I had a reader recently ask me -- "Why are all your characters seemingly related to one another? Lady Olivia is cousin to almost everyone, and then there are so many others who are second cousins or once removed cousins. What's up with that?"
The "original" aristocracy (meaning way back in the Middle Ages) was made up of Dukes and Barons fighting for their feudal lord. I suppose if you wanted to remain King you placed your friends and relatives close to you. (It didn't always work, but you know how it goes. Keep your friends close, your enemies closer.)
(Duke is in line for the throne -- any male with a bloodline that can be traced.** A Baron was like a body guard for the King. He kept his people in line. Sort of a Middle Ages County Sheriff.)
By the 1600's, the nepotism thing really took off. Dukes, Earls, Marquesses, were mostly made up of family members to the King. If you didn't have a title, you married into one. When you died and had no heir, the King usurped the title and then gave it to someone else. Which is why every man worth his salt tried to have as many kids as he could, to try to keep the title in the family. (Back then people died from even the smallest cold. Not to mention plague, sword fights, wars, so your life was always hanging in the balance. The more kids, the better off you'd be.)
Fathers used their daughters to gain entry into top families. If you were an Earl, you wanted your daughter to marry a duke's son. If you were a Baron, you wanted her to marry an Earl. Sometimes it worked. Sometimes it didn't. The son had to marry no less than his station. A Duke's son would marry no less than a Marquess or an Earl's daughter. Forget about love, it was all about the title and wealth.
By the time we enter the Regency, the aristocracy was made up of all these people who were related in one way or another. More or less. Enter the Ten Thousand.
http://en.wikipedia.org/wiki/Ton_(le_bon_ton)
Now, some speculate that the 10K was made up of 10K families. Which I think is a little much. That's a lot of people. I'm assuming, the 10K meant that it was made up of 10,000 family MEMBERS. That, to me, is a lot closer to the mark.

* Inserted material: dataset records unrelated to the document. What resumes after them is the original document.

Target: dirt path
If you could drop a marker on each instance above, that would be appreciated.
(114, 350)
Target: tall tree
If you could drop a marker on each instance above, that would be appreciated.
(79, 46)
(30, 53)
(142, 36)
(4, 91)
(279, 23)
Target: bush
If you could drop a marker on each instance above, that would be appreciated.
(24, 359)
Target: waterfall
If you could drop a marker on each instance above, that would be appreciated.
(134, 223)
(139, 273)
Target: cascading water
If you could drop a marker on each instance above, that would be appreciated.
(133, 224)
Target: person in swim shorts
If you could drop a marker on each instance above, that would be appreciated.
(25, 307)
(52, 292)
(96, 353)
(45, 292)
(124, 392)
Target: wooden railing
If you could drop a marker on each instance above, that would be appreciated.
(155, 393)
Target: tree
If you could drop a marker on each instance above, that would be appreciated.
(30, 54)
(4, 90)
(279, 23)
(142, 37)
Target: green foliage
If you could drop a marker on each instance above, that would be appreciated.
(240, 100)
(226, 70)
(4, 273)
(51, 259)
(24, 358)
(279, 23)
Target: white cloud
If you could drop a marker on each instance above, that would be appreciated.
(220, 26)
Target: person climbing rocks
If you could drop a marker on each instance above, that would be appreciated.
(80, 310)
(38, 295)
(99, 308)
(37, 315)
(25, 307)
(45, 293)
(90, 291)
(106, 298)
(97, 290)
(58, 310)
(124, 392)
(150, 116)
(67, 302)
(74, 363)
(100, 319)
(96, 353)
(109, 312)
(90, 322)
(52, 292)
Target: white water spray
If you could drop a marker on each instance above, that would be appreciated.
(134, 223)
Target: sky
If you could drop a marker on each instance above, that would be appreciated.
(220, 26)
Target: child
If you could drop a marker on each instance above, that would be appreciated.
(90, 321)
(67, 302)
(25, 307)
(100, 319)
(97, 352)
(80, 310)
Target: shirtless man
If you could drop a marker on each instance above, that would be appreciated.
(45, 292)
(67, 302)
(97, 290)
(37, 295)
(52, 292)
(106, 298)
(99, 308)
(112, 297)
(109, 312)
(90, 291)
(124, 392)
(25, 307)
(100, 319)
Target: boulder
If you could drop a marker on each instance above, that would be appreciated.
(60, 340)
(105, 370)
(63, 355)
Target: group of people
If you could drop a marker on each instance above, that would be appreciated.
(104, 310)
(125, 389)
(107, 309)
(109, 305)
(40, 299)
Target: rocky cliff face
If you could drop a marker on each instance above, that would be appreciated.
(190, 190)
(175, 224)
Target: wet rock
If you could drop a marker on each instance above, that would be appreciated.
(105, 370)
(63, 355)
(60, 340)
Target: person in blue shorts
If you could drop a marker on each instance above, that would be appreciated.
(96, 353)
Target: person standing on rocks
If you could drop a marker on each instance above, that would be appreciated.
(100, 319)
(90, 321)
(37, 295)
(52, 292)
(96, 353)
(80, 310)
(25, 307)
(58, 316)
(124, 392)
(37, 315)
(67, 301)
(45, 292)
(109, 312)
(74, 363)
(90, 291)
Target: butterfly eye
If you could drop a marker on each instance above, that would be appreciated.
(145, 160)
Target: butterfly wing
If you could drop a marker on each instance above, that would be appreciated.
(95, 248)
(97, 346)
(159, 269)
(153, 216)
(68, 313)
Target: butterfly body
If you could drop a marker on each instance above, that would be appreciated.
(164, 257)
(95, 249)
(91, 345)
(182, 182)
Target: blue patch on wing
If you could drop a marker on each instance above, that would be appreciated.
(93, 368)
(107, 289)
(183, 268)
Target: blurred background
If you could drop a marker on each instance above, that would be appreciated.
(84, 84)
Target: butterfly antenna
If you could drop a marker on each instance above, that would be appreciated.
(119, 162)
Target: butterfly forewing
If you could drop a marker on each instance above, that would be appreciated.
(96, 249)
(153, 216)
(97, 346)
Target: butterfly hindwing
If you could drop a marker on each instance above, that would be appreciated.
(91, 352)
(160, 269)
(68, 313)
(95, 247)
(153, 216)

I grew up in the small state of Rhode Island. My immediate family consisted of me and my two brothers. My extended family consisted of six aunts and uncles. My first cousins equal twenty-one. When they married and had kids, my second cousins equal thirty-six. My third cousins number somewhere around twenty-five. (Honestly, I lost count.) So suffice to say, at the family reunion, there are a lot of us. That's not even counting who they married and how those families are also invited to the family reunion. (Because in Rhode Island, the Six Rules of Separation apply. I once met a woman on a plane to Vegas who was related to me through marriage to a second cousin. It's really a very small world.)
So, in writing my series, some of them must be related. Especially if they're members of the arisocracy. I had to make a family tree. On a big poster board. That hangs right by my desk. And then I had to add another one. Lady Olivia was at the top of the first one, but as the series continues, I had to go back further, thus the second one. In order to make all the pieces fit for the last book, I had to make a tree for Olivia's husband Fitzhugh (which also gave me an idea for a new series...hmmm...more on that another time.)
So, that's the exceedingly basic idea of how the ten thousand came to be known as the ten thousand. I didn't get into the Letters Patent, and how that applies to becoming a member of the 10K. I'll save that for another post. It's very droll and complicated. (I touch on it a little bit in THE LADY'S MASQUERADE.)
**Nowadays, women are also in line. Well they were also in line back then (Mary, Queen of Scots, Elizabeth, Victoria), but only if they were daughter to the King with no brother.
Tell me -- How many people are in your family?